Führen mit Vertrauen

Führen aus Distanz ist nicht wirklich neu, nun aber auf Grund der Corona-Krise besonders ins Augenmerk gerückt. Home-Office, eingeschränkte Möglichkeit zu reisen und Kurzarbeit machen diese Art der Mitarbeiterführung derzeit unausweichlich.

Susanne M. (Lohnverrechner) arbeitet von zuhause aus, nebenbei kümmert sie sich um die Kinder und managt den Haushalt. Ihr Team hat sie seit einem Jahr nicht gesehen. Ihr Chef meldet sich sporadisch und fragt, ob es ihr gut gehe. Klar doch, warum denn nicht, alles in bester Ordnung?! Ihre Motivation ist selbstredend im Keller.
Michael B. ist bei einem Automobilhersteller als Produktmanager tätig. Normalerweise reist er regelmäßig durch Europa, um mit den Händlern zu kommunizieren. Derzeit sitzt er im Home-Office den ganzen Tag vor dem PC. Er ist alleine, trifft außer nahen Angehörigen niemanden. Sein Chef meldet sich pflichtbewusst einmal im Monat, denn seine Performance ist ja ohnehin mehr als in Ordnung. Herr B. steht kurz vor dem Burn-out, denn seine Motivation für den Beruf waren das Reisen und soziale Kontakte mit vielen Menschen.
Diese Beispiele zeigen auf, in welch vielfältiger Weise sich die Corona-Krise in der Arbeitswelt manifestiert. Arbeitnehmer sind extrem gefordert, mit den neuen Situationen umzugehen, und nebenbei oft geplagt von Zukunftsängsten sowie von finanziellen Schwierigkeiten auf Grund von Kurzarbeit. Corona hat ermöglicht, was längst fällig gewesen war: Regelmäßige Arbeit und Führung aus dem Home-Office.
Jedoch: Mitarbeiter in dieser Situation zu führen, fordert Führungskräfte derzeit besonders. Viele von ihnen sind unerfahren, wenn es um Führung aus der Distanz geht. Sie vergessen leider regelmäßig die Gemüter der Mitarbeiter und sehen sich eher mit einem Kontrollverlust konfrontiert. Die wenigsten sind in diesem Thema geschult oder kennen die Besonderheiten. Woher auch?
Für diesen Artikel haben wir Führungsexperten zum Thema Distance Leadership interviewt.

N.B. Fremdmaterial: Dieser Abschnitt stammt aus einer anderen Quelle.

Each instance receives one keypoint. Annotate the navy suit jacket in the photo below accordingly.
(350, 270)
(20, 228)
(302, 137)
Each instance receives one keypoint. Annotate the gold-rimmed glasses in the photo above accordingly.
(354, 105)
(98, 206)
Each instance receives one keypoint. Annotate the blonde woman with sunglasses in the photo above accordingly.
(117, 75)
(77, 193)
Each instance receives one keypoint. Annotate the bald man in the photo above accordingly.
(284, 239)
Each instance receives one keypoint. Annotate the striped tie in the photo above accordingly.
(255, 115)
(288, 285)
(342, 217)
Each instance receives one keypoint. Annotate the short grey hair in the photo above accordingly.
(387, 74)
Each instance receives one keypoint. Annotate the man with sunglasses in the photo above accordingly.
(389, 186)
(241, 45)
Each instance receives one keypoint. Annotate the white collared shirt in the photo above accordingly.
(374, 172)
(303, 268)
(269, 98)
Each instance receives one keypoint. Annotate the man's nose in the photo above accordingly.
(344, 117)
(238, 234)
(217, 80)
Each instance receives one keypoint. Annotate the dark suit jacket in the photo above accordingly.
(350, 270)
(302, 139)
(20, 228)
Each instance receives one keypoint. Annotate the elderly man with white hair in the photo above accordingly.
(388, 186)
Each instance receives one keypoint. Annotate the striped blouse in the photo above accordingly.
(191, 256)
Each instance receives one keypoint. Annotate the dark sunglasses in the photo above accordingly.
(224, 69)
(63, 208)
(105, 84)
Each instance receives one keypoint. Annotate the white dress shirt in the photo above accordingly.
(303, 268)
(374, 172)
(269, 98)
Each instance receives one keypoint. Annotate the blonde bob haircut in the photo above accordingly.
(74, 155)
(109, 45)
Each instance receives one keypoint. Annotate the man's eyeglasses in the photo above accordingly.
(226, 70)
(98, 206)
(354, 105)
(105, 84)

Christian Marquart (Mitarbeiter des Stadt Wien Kompetenzteams »New Work, New Business« an der FH des BFI Wien): »Das Besondere an der aktuellen Führung auf Distanz liegt in mehreren Aspekten begründet: Erstens hat die Umstellung auf virtuelle Zusammenarbeit viele Unternehmen unerwartet getroffen. Vor allem all jene, die bislang noch keine Erfahrung mit Mobile Working hatten, waren hier plötzlich vor eine neue Herausforderung gestellt. Zweitens sehen wir uns noch immer mit einer globalen Pandemie konfrontiert. Dies multipliziert den Unsicherheitsfaktor ins Unermessliche. Hier gewinnt die Fürsorgeaufsichtspflicht des Arbeitgebers besondere Bedeutung. Führungskräfte, die bereits in größeren Veränderungsprojekten geführt haben, genießen hier einen klaren Vorteil. Die situationsbedingte, hohe emotionale Belastung fordert vor allem eine virtuelle Empathiefähigkeit von Führungskräften. Obwohl diese ebenfalls momentan durch sehr schwierige emotionale Phasen gehen, ist nun ihre starke Vorbildfunktion gefragt.«

Aus der Distanz zu führen, funktioniert nur auf Vertrauensbasis. Gerade wenn Mitarbeiter nicht im selben Gebäude, in derselben Stadt oder in derselben Region arbeiten, ist Vertrauen die wichtigste Zutat für erfolgreiches Führen.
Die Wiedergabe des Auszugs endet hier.